The company will also bring in an external third party to review its quality management systems, as well as deploying a team to key supplier Spirit AeroSystems which made and installed the door plug that blew out on the Alaska aircraft in mid-air on a flight from Portland, Oregon.
The team will inspect Spirit’s installation of the door plugs and approve them before the completed fuselage sections are shipped to the plane maker’s factory at Renton in Washington.
Boeing teams are also inspecting more than 50 other points in Spirit’s manufacturing processes, according to a memo sent to employees by Stan Deal, the head of the plane maker’s commercial aircraft business.
Deal, a Boeing veteran who joined the company in 1986, has been head of its commercial aircraft business since October 2019. He took over as Boeing was dealing with the fallout from two deadly crashes of its Max 8 in 2018 and 2019.
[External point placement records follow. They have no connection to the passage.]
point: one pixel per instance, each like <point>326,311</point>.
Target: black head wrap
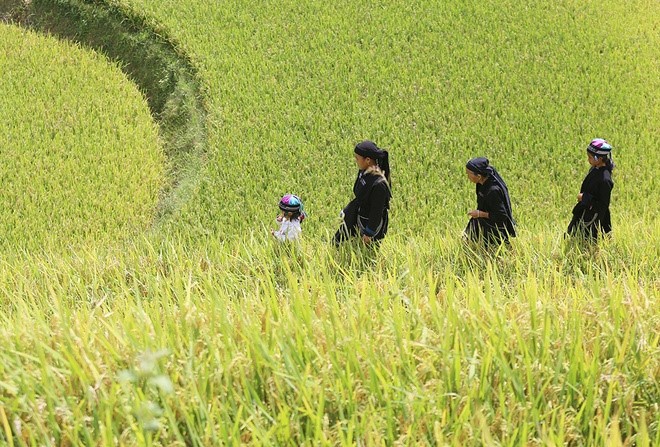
<point>481,166</point>
<point>369,149</point>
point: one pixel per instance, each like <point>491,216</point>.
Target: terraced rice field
<point>196,328</point>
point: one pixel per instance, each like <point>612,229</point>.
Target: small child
<point>290,218</point>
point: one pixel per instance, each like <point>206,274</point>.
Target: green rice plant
<point>422,341</point>
<point>81,162</point>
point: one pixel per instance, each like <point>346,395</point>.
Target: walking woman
<point>492,221</point>
<point>591,214</point>
<point>367,214</point>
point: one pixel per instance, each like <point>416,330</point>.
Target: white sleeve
<point>280,234</point>
<point>293,230</point>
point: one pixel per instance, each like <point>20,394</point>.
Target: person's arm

Although the model in focus this time is the Max 9, the longer version of the Max 8, the incident has once again raised questions over Boeing’s manufacturing processes and its quality control.
The US Federal Aviation Administration, which has grounded some of the plane maker’s 737 Max 9 aircraft pending inspection, has opened a formal probe into the incident. It said on Friday that it wanted to analyse data from inspections of an initial group of 40 of the roughly 170 grounded jets before it decided whether to lift the flying ban.
While Boeing had taken “important steps” in recent years to strengthen its quality management systems, the Alaska accident had made clear that “we are not where we need to be”, said Deal in the memo.
“To that end we are taking immediate actions to bolster quality assurance and controls across our factories.”